Harriet Tubman was a major "conductor" on the Underground Railroad, and known as "the Moses of her people". She moved to Auburn with her parents after spending eight to ten years in St. Catharines, Ontario. She continued working as a suffragist, and worked all her life to care for others who were unable to care for themselves.
The Harriet Tubman Home for the Aged is the house where she fulfilled her dream of opening a home for indigent and elderly African-Americans. In 1911 she was admitted there, herself, and remained there until her death in 1913.
The Harriet Tubman Residence was the home of Harriet Tubman during much of the time she lived in Auburn, from 1859 through 1913. The land was sold to Tubman in 1859 by then-Senator William H. Seward.

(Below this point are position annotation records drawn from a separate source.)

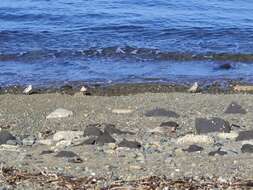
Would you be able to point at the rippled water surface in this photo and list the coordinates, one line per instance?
(54, 41)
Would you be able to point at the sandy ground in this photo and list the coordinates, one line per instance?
(160, 152)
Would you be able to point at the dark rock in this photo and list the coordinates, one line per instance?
(225, 66)
(193, 148)
(92, 130)
(46, 152)
(245, 135)
(66, 154)
(13, 142)
(235, 108)
(160, 112)
(236, 126)
(213, 125)
(129, 144)
(90, 141)
(247, 148)
(29, 141)
(105, 138)
(67, 89)
(171, 124)
(75, 160)
(6, 136)
(110, 128)
(217, 152)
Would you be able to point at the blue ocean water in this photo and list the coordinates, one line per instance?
(56, 41)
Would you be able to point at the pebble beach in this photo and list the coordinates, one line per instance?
(192, 137)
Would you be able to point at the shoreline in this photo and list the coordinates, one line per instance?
(119, 89)
(127, 138)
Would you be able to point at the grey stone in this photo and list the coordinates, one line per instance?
(235, 108)
(172, 124)
(217, 152)
(193, 148)
(245, 135)
(13, 142)
(247, 148)
(66, 154)
(105, 138)
(6, 136)
(89, 141)
(46, 152)
(29, 141)
(160, 112)
(213, 125)
(110, 128)
(129, 144)
(92, 130)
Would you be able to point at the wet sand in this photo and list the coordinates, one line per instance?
(142, 135)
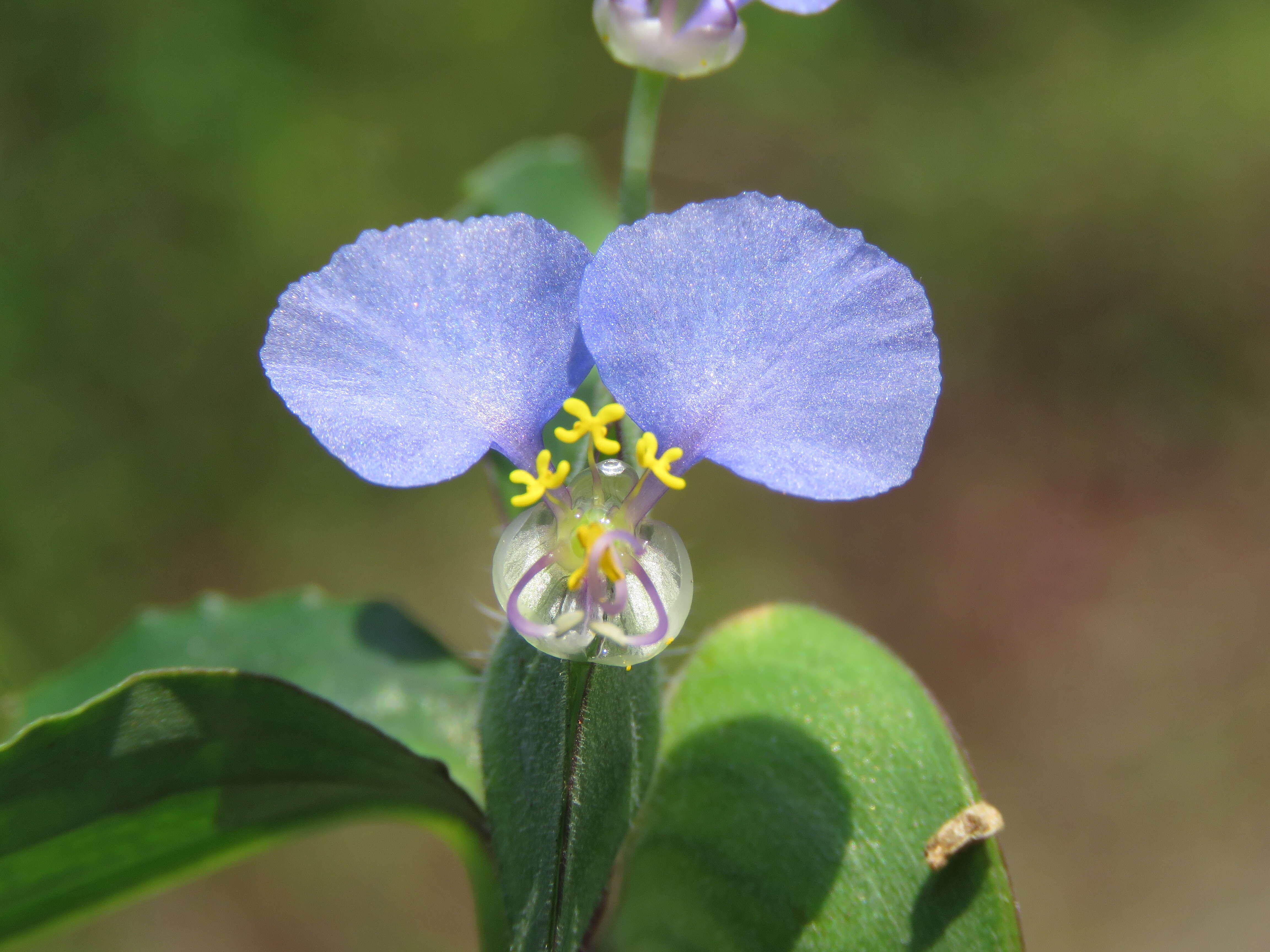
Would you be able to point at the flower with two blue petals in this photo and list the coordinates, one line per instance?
(746, 331)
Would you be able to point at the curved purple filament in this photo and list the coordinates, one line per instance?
(663, 621)
(530, 630)
(643, 499)
(595, 583)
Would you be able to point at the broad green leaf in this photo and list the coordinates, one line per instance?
(802, 770)
(173, 772)
(554, 180)
(365, 657)
(568, 751)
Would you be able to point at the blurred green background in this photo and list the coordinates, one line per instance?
(1080, 568)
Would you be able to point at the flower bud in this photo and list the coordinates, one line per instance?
(705, 42)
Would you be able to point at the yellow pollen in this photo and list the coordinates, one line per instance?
(587, 536)
(646, 455)
(536, 485)
(596, 426)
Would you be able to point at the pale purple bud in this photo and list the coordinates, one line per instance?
(708, 41)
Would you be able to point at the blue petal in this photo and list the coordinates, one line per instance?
(421, 347)
(803, 7)
(751, 332)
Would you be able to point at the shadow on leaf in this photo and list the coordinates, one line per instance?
(384, 629)
(740, 845)
(945, 895)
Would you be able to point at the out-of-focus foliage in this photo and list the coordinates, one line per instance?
(802, 770)
(174, 772)
(365, 657)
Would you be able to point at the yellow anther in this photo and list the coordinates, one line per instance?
(587, 536)
(536, 485)
(596, 426)
(646, 455)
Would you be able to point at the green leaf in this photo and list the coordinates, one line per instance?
(554, 180)
(802, 770)
(365, 657)
(177, 771)
(568, 751)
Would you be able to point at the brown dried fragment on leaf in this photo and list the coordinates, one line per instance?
(977, 822)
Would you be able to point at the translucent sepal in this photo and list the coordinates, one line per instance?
(609, 621)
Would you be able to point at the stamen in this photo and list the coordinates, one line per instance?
(646, 455)
(598, 424)
(538, 485)
(663, 621)
(587, 536)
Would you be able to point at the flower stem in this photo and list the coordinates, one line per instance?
(637, 193)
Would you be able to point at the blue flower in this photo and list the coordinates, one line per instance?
(745, 331)
(681, 42)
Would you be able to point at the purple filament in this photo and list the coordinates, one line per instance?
(663, 621)
(533, 630)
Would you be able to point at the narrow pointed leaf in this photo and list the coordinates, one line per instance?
(365, 657)
(568, 752)
(803, 769)
(173, 772)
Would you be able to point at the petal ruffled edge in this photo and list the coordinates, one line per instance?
(418, 348)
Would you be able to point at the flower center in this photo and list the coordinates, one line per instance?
(585, 539)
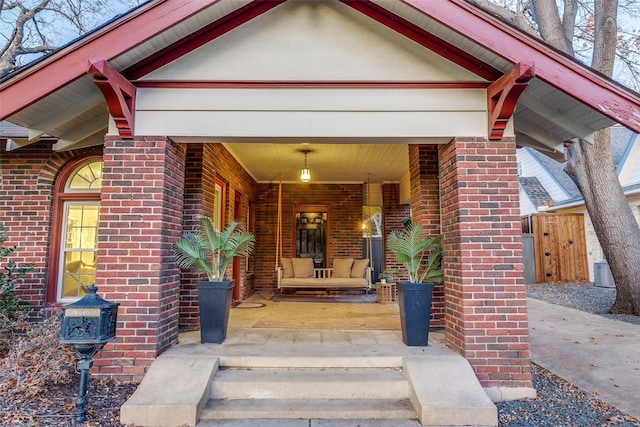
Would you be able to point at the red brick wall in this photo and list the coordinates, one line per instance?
(140, 218)
(485, 294)
(27, 181)
(425, 208)
(393, 214)
(344, 202)
(205, 163)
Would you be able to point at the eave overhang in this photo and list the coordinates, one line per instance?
(558, 70)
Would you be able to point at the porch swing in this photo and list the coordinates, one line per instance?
(355, 275)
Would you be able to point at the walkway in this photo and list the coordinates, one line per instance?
(597, 354)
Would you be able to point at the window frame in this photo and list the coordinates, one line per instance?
(62, 195)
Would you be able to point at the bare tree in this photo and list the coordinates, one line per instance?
(576, 28)
(32, 28)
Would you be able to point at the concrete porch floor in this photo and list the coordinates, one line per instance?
(310, 331)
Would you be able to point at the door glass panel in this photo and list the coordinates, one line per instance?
(311, 236)
(79, 248)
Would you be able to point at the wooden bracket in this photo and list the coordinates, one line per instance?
(119, 93)
(503, 94)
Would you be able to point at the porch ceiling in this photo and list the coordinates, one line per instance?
(74, 111)
(328, 162)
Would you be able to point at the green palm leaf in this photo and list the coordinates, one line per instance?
(210, 251)
(410, 247)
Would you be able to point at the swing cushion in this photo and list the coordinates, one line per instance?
(359, 268)
(342, 267)
(287, 268)
(302, 267)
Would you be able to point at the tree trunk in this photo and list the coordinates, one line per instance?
(550, 27)
(591, 167)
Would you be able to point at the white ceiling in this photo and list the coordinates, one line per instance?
(344, 163)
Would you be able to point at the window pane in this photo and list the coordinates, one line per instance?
(78, 264)
(88, 177)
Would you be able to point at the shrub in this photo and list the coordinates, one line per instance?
(37, 359)
(12, 308)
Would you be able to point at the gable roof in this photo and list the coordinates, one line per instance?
(535, 190)
(565, 99)
(621, 141)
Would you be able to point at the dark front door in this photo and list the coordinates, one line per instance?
(311, 237)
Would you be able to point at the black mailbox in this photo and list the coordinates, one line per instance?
(87, 325)
(90, 320)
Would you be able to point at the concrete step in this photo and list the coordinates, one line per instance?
(352, 383)
(442, 390)
(308, 408)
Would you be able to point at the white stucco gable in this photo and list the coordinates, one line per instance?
(311, 41)
(221, 90)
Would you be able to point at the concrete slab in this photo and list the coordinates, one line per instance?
(173, 392)
(447, 392)
(597, 354)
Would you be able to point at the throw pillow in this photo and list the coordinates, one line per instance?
(287, 268)
(359, 267)
(342, 267)
(302, 267)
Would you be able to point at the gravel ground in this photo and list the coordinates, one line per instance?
(559, 403)
(581, 296)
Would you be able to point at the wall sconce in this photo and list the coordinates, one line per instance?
(305, 174)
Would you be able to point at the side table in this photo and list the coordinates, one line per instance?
(386, 293)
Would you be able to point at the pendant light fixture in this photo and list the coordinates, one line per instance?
(305, 174)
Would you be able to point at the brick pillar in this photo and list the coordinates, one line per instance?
(486, 318)
(425, 208)
(392, 215)
(140, 218)
(425, 187)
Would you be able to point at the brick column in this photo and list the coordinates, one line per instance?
(425, 208)
(140, 218)
(425, 187)
(392, 215)
(486, 318)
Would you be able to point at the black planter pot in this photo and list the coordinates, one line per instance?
(215, 305)
(415, 311)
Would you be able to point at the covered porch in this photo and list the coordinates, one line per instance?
(314, 357)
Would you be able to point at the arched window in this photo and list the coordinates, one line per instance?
(75, 234)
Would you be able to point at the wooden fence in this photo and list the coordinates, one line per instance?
(560, 249)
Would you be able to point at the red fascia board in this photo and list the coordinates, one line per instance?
(425, 39)
(70, 64)
(307, 84)
(200, 38)
(552, 67)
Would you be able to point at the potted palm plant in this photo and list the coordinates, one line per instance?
(421, 255)
(210, 251)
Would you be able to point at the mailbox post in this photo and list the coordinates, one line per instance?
(87, 325)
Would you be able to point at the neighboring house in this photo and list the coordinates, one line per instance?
(545, 187)
(179, 109)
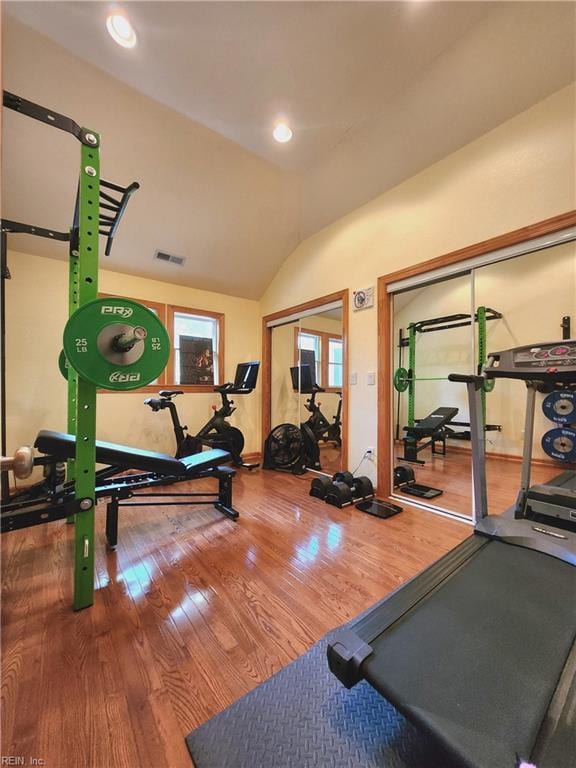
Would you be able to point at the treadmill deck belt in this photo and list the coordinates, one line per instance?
(438, 665)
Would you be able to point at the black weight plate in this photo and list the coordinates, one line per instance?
(560, 444)
(339, 494)
(403, 475)
(560, 406)
(363, 487)
(319, 487)
(344, 477)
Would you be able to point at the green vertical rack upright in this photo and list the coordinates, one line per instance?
(83, 239)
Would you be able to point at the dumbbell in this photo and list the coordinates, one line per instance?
(403, 476)
(22, 463)
(320, 486)
(346, 489)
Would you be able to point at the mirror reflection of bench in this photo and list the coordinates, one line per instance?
(112, 482)
(438, 427)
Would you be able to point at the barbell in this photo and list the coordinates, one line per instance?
(115, 344)
(402, 379)
(22, 463)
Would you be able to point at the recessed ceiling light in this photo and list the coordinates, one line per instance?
(120, 29)
(282, 133)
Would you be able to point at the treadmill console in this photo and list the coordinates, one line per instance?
(549, 362)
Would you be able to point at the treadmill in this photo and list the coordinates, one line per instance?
(479, 651)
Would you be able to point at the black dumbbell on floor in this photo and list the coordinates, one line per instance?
(343, 489)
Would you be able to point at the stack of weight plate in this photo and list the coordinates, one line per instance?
(560, 407)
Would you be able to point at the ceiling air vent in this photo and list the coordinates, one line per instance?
(169, 257)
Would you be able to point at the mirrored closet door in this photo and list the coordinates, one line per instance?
(449, 323)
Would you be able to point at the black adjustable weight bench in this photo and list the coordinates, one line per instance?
(156, 469)
(433, 426)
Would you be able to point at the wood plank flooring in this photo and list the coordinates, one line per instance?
(192, 611)
(453, 475)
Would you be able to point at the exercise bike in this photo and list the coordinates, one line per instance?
(303, 382)
(217, 432)
(319, 424)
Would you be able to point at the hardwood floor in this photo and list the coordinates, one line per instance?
(191, 612)
(453, 475)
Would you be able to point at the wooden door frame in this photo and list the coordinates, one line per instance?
(385, 324)
(266, 363)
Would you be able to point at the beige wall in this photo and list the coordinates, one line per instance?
(36, 310)
(201, 196)
(517, 174)
(521, 290)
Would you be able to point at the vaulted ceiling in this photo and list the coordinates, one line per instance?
(374, 92)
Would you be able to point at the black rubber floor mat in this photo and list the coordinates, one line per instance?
(302, 717)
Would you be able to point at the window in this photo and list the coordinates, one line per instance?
(196, 337)
(311, 342)
(197, 348)
(328, 355)
(335, 363)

Thompson A.M.E. Zion Church is an African Methodist Episcopal Zion Church where Harriet Tubman attended services. Later in her life, she deeded the Home for the Aged to the church, for it to manage after her death.
National Historical Parks
The park in Auburn was established on January 10, 2017, at a signing ceremony at the United States Department of the Interior in Washington, DC. Interior Secretary Sally Jewell was joined by New York lawmakers, local and federal officials in creating the 51st National Historical Park, and the 414th US national park system unit. The park will focus on the later years of Tubman's life.
The park joins another NPS area in Maryland in interpreting the life of Tubman. Harriet Tubman Underground Railroad National Historical Park includes her birthplace and Underground Railroad routes in three counties of Maryland's Eastern Shore. This "sister" park in Maryland was established first, on December 19, 2014, incorporating much of the previously-authorized Harriet Tubman Underground Railroad National Monument, which had been designated in 2013.
Tubman moved to Auburn, New York, after spending eight to 10 years in St. Catharines, Ontario, from which she also moved her parents. Tubman's life is commemorated in the Ontario city at Salem Chapel National Historic Site, the church she frequented, and still home to an active congregation. Federal plaques there include one which bears witness to her designation as a National Historic Person.